Nella Valle di Aosta troviamo un'altra misteriosa campana leggendaria, ed è quella del famoso borgo di Thora, distrutto dal rovinìo del monte Becca Francia. Ora ancora, nelle vicinanze di Becca Francia e proprio nei villaggi di Belun, Verrogne e Vermian, si dice che in tutte le domeniche, sulle rovine di Thora odesi il suono di una campana, come se vi fosse sottoterra chi annunzi la celebrazione delle funzioni religiose. V'è nella valle chi narra che verso il 1837 nella vigilia dell'Assunta un certo Giovanni Battista Pliod di Brissogne discendeva dalle montagne di Sarre.

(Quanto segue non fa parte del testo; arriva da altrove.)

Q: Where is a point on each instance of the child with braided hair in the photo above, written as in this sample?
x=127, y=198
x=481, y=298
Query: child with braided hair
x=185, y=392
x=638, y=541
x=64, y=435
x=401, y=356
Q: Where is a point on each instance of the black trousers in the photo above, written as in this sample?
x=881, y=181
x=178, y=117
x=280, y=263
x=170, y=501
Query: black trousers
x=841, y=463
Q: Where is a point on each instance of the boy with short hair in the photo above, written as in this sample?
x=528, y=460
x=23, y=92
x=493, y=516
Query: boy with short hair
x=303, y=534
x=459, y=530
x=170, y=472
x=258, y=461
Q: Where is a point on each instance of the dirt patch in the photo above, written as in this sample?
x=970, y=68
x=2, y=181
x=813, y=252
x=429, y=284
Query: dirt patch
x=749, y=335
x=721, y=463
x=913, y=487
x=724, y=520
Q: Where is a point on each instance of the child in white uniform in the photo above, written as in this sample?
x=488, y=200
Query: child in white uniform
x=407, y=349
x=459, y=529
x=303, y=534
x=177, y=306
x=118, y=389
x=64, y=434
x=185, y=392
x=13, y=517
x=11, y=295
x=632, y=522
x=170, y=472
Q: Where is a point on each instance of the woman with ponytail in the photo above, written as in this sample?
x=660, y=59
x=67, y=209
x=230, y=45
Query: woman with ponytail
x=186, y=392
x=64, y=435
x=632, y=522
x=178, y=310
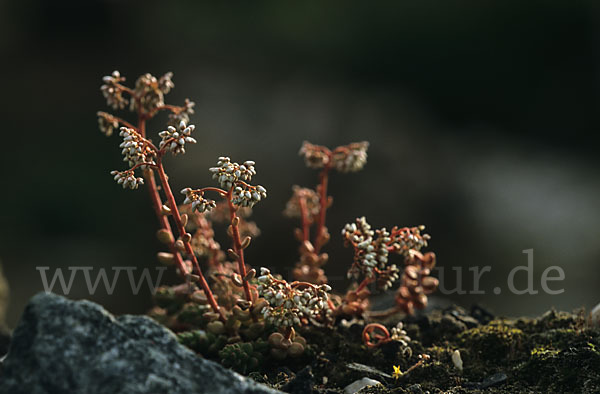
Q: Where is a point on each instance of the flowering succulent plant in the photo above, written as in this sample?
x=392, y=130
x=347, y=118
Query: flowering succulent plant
x=239, y=316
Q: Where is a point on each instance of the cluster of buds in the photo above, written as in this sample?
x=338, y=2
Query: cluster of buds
x=135, y=148
x=150, y=91
x=248, y=195
x=416, y=281
x=372, y=249
x=174, y=140
x=370, y=252
x=182, y=114
x=196, y=198
x=303, y=196
x=107, y=123
x=398, y=334
x=228, y=173
x=351, y=158
x=291, y=304
x=406, y=239
x=347, y=158
x=127, y=179
x=112, y=90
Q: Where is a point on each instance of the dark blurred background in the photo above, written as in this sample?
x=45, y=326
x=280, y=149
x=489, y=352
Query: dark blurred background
x=481, y=118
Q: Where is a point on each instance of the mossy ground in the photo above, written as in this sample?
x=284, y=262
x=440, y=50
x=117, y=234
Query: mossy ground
x=556, y=353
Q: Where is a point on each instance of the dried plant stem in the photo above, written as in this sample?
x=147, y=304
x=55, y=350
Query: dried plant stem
x=188, y=247
x=157, y=201
x=324, y=180
x=237, y=245
x=305, y=221
x=367, y=281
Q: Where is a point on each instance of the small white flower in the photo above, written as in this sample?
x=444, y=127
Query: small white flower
x=199, y=203
x=174, y=139
x=127, y=179
x=135, y=148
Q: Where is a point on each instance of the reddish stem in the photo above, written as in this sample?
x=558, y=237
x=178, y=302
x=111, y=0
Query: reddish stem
x=324, y=178
x=305, y=221
x=363, y=284
x=237, y=245
x=188, y=247
x=157, y=203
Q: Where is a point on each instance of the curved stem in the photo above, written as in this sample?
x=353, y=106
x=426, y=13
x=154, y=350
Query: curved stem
x=188, y=247
x=237, y=245
x=305, y=222
x=157, y=203
x=324, y=179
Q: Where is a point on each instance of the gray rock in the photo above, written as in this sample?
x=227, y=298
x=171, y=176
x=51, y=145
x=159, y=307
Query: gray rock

Mentre verso il tramonto egli passò accanto alle rovine di Thora, sentì fra queste la gran voce così chiara e vicina, di campane che suonavano a distesa, ch'egli provò indicibile spavento, ed affrettando il passo continuò la via per giungere nella propria casa, ma non potè dimenticare la triste impressione provata, ed una malattia incurabile lo trasse a morte171.
In Savoia non manca neppure la campana leggendaria ed è quella di un eremitaggio chiamato San Ruph, costrutto sul territorio che si estende da Albertville a Talloire, non lungi da celebri abbazie. La stretta gola di San Ruph è quasi sempre coperta di neve, e le nude rupi che si elevano a chiuderla, alternate cogli abeti continuamente sferzati dal vento, le danno aspetto assai triste e selvaggio. Fra quella solitudine si ritirò il santo che diede il suo nome all'eremitaggio, e la sorgente che fornivagli l'acqua necessaria acquistò, secondo la credenza popolare, virtù meravigliose; ma la sua rinomanza è pochissima cosa, se vien messa a confronto con quella della campana dell'eremitaggio. Basta il suono di questa, quando vi è minaccia di temporale, per farlo allontanare senza che rechi danni in quelle vicinanze; e non è questa la sola virtù portentosa della campana di San Ruph, poichè, suonandola, si possono ritrovare i fanciulli che si fossero smarriti sulla montagna, e si riesce anche a far tornare sulla retta via coloro che sonosi dati in balìa dell'ozio e dei vizii.